# Overcoming Privacy room shortcomings



## 89607 (May 31, 2005)

Hi everyone, wondered if anyone else has had this experience...

Quite recently purchsed a Large 350 Privacy room (not zipped method) for our Autoroller, and having had two occasions with which to use it, slept in it the second time with 2 other people on some very comfortable airbeds - really quite comfortable  

As yet i've not bought the underskirt protection Fiamma sell, but I think it may be a good idea judging by how the wind whipped underneath the camper at times, but that;s not I see the main problem.

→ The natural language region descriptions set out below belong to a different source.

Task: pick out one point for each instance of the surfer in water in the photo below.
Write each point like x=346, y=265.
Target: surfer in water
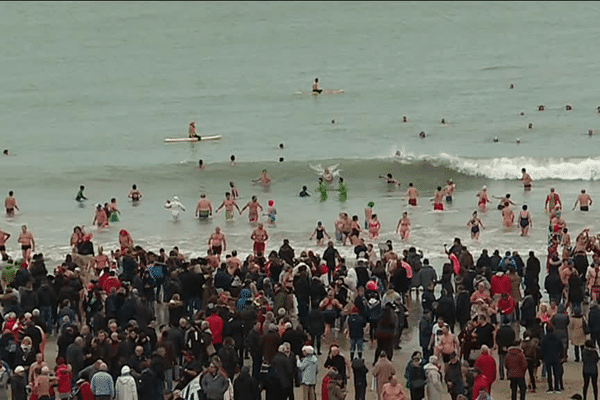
x=316, y=88
x=135, y=195
x=80, y=196
x=192, y=131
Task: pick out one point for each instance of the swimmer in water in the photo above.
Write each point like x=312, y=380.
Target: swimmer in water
x=192, y=131
x=476, y=225
x=135, y=195
x=449, y=190
x=438, y=205
x=304, y=192
x=229, y=205
x=271, y=213
x=234, y=193
x=388, y=178
x=203, y=208
x=263, y=179
x=321, y=233
x=253, y=206
x=403, y=227
x=525, y=220
x=80, y=196
x=412, y=194
x=584, y=200
x=315, y=87
x=526, y=179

For me the method by which the side panels butt up to the side of the motorhome is really lacking any sort of stability and good design. Just a twist grip pole against which you tie a bulkyish piece of foam and try to ensure it stays put once you've also nailed down the side sheets seems impossible to achieve - and that;s on the good side.

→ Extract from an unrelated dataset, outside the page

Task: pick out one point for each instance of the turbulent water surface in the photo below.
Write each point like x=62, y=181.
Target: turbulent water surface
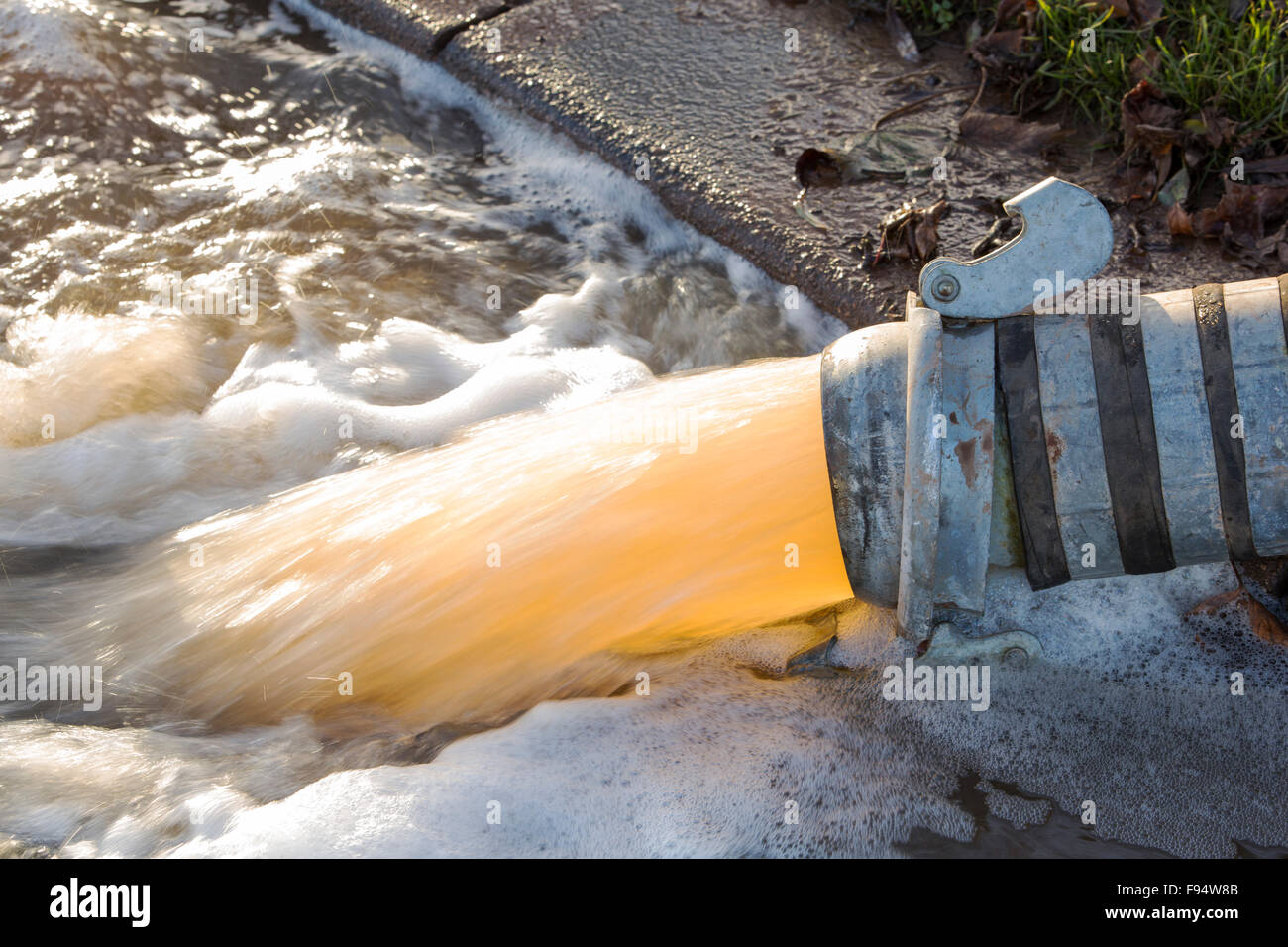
x=243, y=250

The other side is sticking out over the door, and thus i'm left with about a 6 inch gap where the double bunk overhangs the drivers door ready to bring in some more wind, rain, flys etc etc.

Don't get me wrong i think the quality of the plastics and the method of erection is very good just it gets let down where you really need it to not let you down the most, ie against the motorhome.

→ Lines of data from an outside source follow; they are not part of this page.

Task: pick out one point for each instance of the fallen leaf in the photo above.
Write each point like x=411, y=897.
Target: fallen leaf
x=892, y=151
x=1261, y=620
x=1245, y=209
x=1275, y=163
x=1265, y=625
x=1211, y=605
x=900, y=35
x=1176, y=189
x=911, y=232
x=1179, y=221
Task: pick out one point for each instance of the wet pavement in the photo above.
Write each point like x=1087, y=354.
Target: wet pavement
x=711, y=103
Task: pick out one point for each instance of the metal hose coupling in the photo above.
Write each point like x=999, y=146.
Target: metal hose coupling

Has anyone had a similar issue, and overcome it, I would be really grateful to hear your solution(s)

Thanks very much in advance

Neil


----------



## 88781 (May 9, 2005)

Hi DP, It appears that the fitting of the wind out awning was done without consideration to the possibility of a privacy room being added at a later date!

So many times I see 'vans with awnings fitted, and to be honest, quite amazed at the positioning of the things, for reasons you have mentioned, A big mistake is to have an awning fitted, where the ends are aligned vertically with a door, window, locker, garage door etc. once the privacy room sides are erected,..renders that locker etc. useless!

A bit of forward thinking is req'd by the fitters methinks! :roll: 

regards M&D


----------